# Is mobile phone insurance just a waste of money?



## john32 (13 Jul 2009)

Is mobile phone insurance just a waste of time?

anybody have any views on this?

John


----------



## mathepac (13 Jul 2009)

*Re: Mobile Phone Insurance*



john32 said:


> Is mobile phone insurance just a waste of time?..


Yes and even worse, a complete waste of money.


----------



## Joanne1 (13 Jul 2009)

*Re: Mobile Phone Insurance*

Well personally I have always considered a waste of money.  But it depends on how much your phone is worth etc.


----------



## Curious81 (13 Jul 2009)

*Re: Mobile Phone Insurance*

I think its a complete was of money! Add up what the insurance cost for the year and you may find it's more than the cost of a typical phone.


----------



## foxylady (14 Jul 2009)

*Re: Mobile Phone Insurance*

My sis ha a pohne some years back which she had stolen on her, and when she went to claim for a new one on the insurance she had to pay a certain amount towards the new phone, so if she had been just saving the insurance money instead of giving it to the phone company she would have had more cash.


----------



## billythefish (14 Jul 2009)

*Re: Mobile Phone Insurance*

I've never taken out insurance on my phone and in hindsight, I was right as I've never needed it. Phones are pretty inexpensive nowadays, especially if you look on the likes of ebay. I just don't think it's worth it...


----------



## BillK (14 Jul 2009)

*Re: Mobile Phone Insurance*

Agree with the previous posters. The only thing I do is keep a hard copy of the numbers in my phone so that if is lost/stolen/strayed I can replace them easily.


----------



## csirl (15 Jul 2009)

*Re: Mobile Phone Insurance*

It doesnt make sense to take out insurance on a low value item where the replacement cost is unlikely to cause too many financial difficulties.


----------



## ajapale (15 Jul 2009)

Yes mobile phone insurance is waste of money.

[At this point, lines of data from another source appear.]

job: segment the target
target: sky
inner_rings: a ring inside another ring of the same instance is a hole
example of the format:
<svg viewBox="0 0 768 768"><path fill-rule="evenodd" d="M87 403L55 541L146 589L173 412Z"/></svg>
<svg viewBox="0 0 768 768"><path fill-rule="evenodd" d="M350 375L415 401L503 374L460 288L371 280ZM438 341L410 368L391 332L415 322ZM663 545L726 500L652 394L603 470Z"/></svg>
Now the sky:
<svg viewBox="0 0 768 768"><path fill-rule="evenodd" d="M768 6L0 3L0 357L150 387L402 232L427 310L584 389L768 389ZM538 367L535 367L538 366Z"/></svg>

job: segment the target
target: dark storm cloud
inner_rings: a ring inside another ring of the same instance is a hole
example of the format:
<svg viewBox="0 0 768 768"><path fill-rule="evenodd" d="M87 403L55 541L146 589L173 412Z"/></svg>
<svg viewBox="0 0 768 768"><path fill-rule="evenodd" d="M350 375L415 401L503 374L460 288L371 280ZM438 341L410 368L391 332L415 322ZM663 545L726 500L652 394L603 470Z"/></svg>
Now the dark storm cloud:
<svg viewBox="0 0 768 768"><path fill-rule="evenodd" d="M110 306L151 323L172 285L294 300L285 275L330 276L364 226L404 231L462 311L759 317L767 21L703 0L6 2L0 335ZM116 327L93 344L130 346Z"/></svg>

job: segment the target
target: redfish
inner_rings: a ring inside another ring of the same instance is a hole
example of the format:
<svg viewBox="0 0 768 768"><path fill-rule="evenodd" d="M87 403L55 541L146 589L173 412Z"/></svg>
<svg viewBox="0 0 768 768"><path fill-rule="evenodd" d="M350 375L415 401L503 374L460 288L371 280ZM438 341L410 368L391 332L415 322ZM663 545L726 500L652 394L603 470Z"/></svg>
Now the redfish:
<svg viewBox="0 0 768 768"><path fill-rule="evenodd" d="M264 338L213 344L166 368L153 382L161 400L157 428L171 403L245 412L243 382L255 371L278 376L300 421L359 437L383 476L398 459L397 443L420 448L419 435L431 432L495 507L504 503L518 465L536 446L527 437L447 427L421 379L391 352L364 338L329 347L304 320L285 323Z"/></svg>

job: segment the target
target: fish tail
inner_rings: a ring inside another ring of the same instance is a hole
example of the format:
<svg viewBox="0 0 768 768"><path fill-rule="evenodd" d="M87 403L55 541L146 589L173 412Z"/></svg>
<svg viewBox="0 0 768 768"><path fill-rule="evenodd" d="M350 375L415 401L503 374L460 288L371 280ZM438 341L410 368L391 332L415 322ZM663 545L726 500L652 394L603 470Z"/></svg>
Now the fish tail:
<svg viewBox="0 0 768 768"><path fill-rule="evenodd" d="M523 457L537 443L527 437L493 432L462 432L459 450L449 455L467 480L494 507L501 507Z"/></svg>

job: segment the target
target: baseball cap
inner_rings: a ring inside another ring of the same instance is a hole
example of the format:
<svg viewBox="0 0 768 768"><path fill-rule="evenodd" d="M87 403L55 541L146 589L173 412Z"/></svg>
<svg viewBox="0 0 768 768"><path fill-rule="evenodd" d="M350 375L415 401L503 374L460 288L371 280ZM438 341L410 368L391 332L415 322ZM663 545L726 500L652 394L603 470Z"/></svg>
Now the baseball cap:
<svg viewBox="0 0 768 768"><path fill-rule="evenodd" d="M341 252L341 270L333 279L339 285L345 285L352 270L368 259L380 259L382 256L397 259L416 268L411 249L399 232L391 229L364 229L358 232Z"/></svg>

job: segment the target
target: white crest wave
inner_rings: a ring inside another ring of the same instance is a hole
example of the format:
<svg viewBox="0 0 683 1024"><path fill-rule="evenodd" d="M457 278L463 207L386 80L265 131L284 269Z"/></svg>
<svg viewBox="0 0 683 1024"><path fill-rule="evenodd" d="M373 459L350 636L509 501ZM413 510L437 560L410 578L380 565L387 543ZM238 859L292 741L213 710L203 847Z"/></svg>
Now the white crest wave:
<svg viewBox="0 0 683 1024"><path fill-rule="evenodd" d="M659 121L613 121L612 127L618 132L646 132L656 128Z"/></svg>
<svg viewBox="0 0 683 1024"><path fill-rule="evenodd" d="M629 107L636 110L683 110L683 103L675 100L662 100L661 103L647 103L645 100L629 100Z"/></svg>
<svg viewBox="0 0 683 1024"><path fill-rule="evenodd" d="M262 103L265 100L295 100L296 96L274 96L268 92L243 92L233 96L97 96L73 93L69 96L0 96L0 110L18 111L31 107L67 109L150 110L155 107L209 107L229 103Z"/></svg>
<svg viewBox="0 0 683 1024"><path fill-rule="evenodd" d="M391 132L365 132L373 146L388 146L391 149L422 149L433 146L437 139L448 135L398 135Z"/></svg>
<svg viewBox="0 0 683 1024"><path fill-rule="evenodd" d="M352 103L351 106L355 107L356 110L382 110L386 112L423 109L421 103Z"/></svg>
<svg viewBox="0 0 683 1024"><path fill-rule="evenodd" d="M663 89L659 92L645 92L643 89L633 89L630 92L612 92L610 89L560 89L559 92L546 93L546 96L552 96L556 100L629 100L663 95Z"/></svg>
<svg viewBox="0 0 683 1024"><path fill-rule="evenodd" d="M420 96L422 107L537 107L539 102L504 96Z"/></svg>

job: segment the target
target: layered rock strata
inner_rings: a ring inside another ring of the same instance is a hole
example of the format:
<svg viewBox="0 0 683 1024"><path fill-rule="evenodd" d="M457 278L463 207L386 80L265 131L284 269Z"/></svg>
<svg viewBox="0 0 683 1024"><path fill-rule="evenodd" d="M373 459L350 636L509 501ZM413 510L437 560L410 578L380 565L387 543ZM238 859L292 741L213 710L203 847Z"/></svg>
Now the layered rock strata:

However I have "free" mobile phone insurance with my Ulster Bank UFirst Account.


----------



## Celtwytch (16 Jul 2009)

Yes, it is.  I took out insurance when I first got a mobile phone many years ago, but made my first claim just last year.  The phone I'd lost cost over €200, and I'd had it for 2 years.  I had to pay €35 excess fee, and was issued with a phone that I could have bought for just a few extra euro - despite the fact that the insurance company had the phone model I'd lost listed on their website as a replacement.  Cancelled my insurance after that.


----------



## Maguire (16 Jul 2009)

I think it all depends on the value of your phone and as one posted pointed out the initial amount you have to pay ig you brake your phone. If you have an iPhone or something it probably is worth it.


----------



## Guest116 (16 Jul 2009)

Waste of money I think. I have a rather pricey phone (€450) but wouldn't even think about insuring it. If it breaks or gets stolen I'll replace it with a cheap one which wont cost much more than the price of the insurance premium.

You can back up your numbers to your PC if you are worried about loosing them.


----------



## renno rannes (16 Jul 2009)

I got *FREE* phone insurance with Ulsterbank. 
[broken link removed]


----------



## mtk (5 Aug 2009)

yes the price u pay far outweighs the risk u are covering


----------



## Locke (5 Aug 2009)

TBH yes, but in syaing that. Didn't get it this time but will probs lose my phone!


----------